Updates can be manual or automatic. They can take place on an as-needed basis or they can be scheduled periodically, it all depends on your business requirements. The business rules that define your approach to this are called “data currency” rules.
Data currency is a familiar issue for IT asset repositories and configuration management databases (CMDBs). Too often, such projects are funded as a one-time capital project, which means it’s a challenge to obtain support for ongoing operations. Without steady-state operational processes in place to maintain the data, they will inevitably decay, and the entire capital investment is then at risk as the repository loses credibility.
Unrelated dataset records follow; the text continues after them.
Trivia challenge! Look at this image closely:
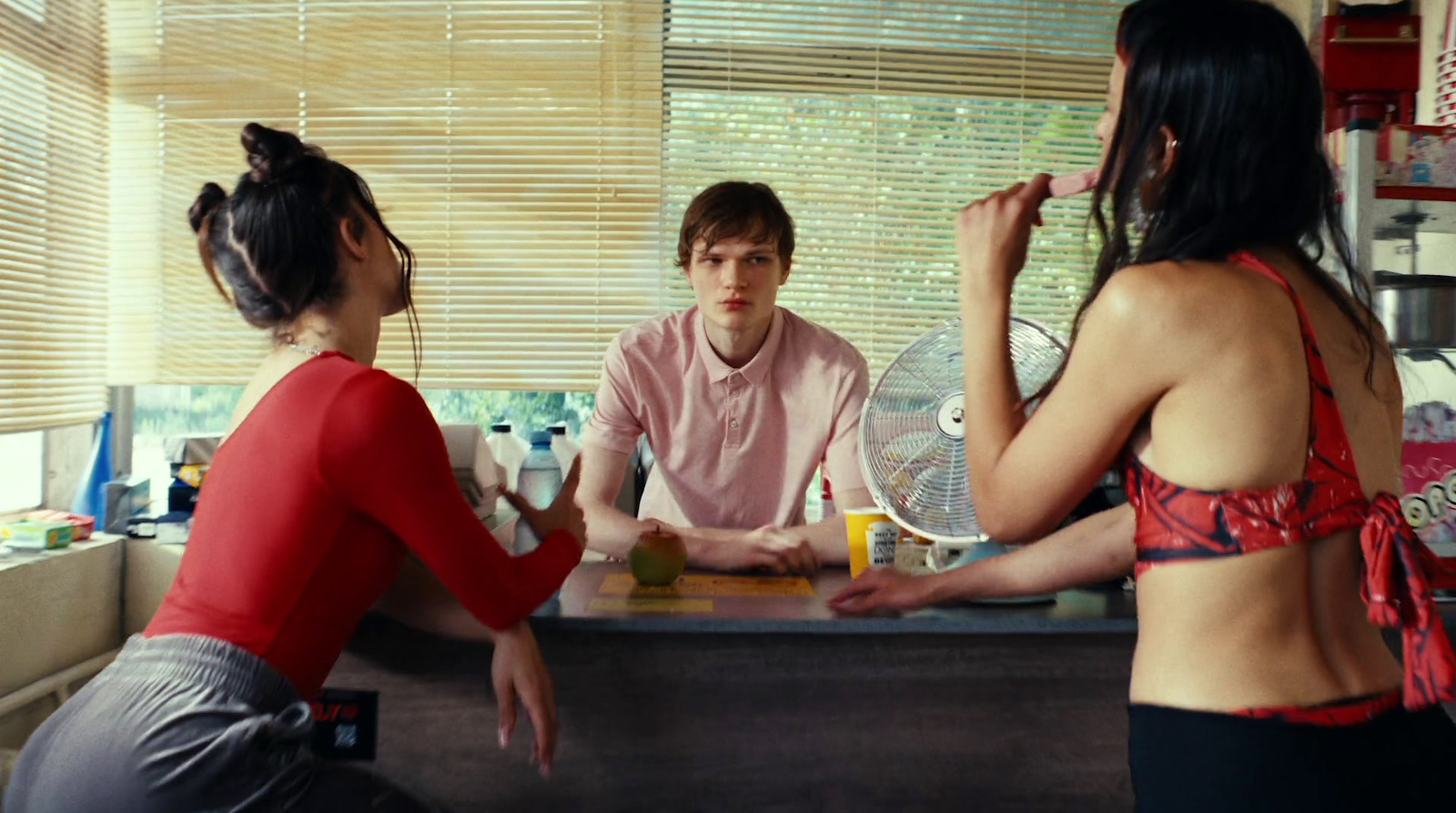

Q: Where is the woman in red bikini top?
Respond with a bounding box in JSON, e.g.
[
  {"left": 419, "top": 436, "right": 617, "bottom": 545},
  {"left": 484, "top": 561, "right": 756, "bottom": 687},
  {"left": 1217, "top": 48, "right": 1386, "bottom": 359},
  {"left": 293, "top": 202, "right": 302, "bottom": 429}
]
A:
[{"left": 835, "top": 0, "right": 1456, "bottom": 813}]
Guarding against this requires strong executive support for, and a continuous improvement approach to, data quality issues. The value of keeping the repository up to date should be assessed, and conversely the costs and risks of data inaccuracy must also be factored for long-term success. 100% data accuracy and currency is neither affordable nor required – but what is an acceptable level? 95%? 98%? Only you can answer this question for your organization, in terms of such factors as:
- Prolonged system outages
- Redundant researching of the same IT data
- Increased security and financial risk due to lack of awareness
- Other risks, many of which may not be obvious
Data consistency
Data consistency is related to both data integrity and data currency. It applies whenever data is maintained in two places; DMBOK summarizes it as “ensuring that data values in one data set are consistent with values in another data set.” If you designate one system, such as the CMDB/ITAM (IT Asset Management) repository as the system of record for servers, and another system (for example, a monitoring system) as a downstream replica, then you should run periodic consistency checks. Are the servers in the monitoring system still recorded in the CMDB? Are there disposed servers in the CMDB that the monitoring system still records? Are there servers in the monitoring system that have never been entered into the CMDB?
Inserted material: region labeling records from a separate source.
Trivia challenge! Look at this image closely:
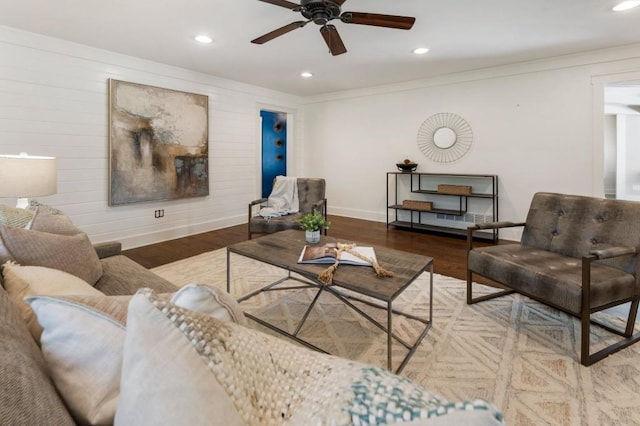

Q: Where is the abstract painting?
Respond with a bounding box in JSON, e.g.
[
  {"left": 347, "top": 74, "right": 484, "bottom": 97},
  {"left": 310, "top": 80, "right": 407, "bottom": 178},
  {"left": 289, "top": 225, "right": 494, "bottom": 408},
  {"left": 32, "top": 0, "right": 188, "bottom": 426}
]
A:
[{"left": 109, "top": 79, "right": 209, "bottom": 205}]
Data can be assessed for consistency in terms of its relation to data in other systems, or even within the same overall system. For example, a high-performance system that may cache frequently accessed data also runs the risk of potential consistency issues.
All such issues, whether between or within systems, should be flagged through exception reporting and investigated, then fixed. The process gaps that caused them to occur must also be investigated and fixed; perhaps discovery needs to be run more frequently, or different approaches to identifying exceptions are needed. Finding and fixing such problems may require a few rounds of experimentation, but these are baseline requirements for any efficiently run IT infrastructure.
Conclusion
Data quality is not a mysterious art, but rather a defined set of practices that are well established in the data management professional community. This set of articles has looked at the six dimensions of data quality:
- Integrity
- Accuracy
- Completeness
- Duplication
- Currency
- Consistency
By understanding their definitions, and developing clear methods for measuring and improving them, you can add significant value to your CMDB and IT Asset repositories, the IT service management processes they support, and ultimately your business, with its increasing dependence on digital technology. Companies that learn this important lesson and stay one step ahead of their IT requirements are those that thrive. At its core, this is dependent on the quality of the underlying data.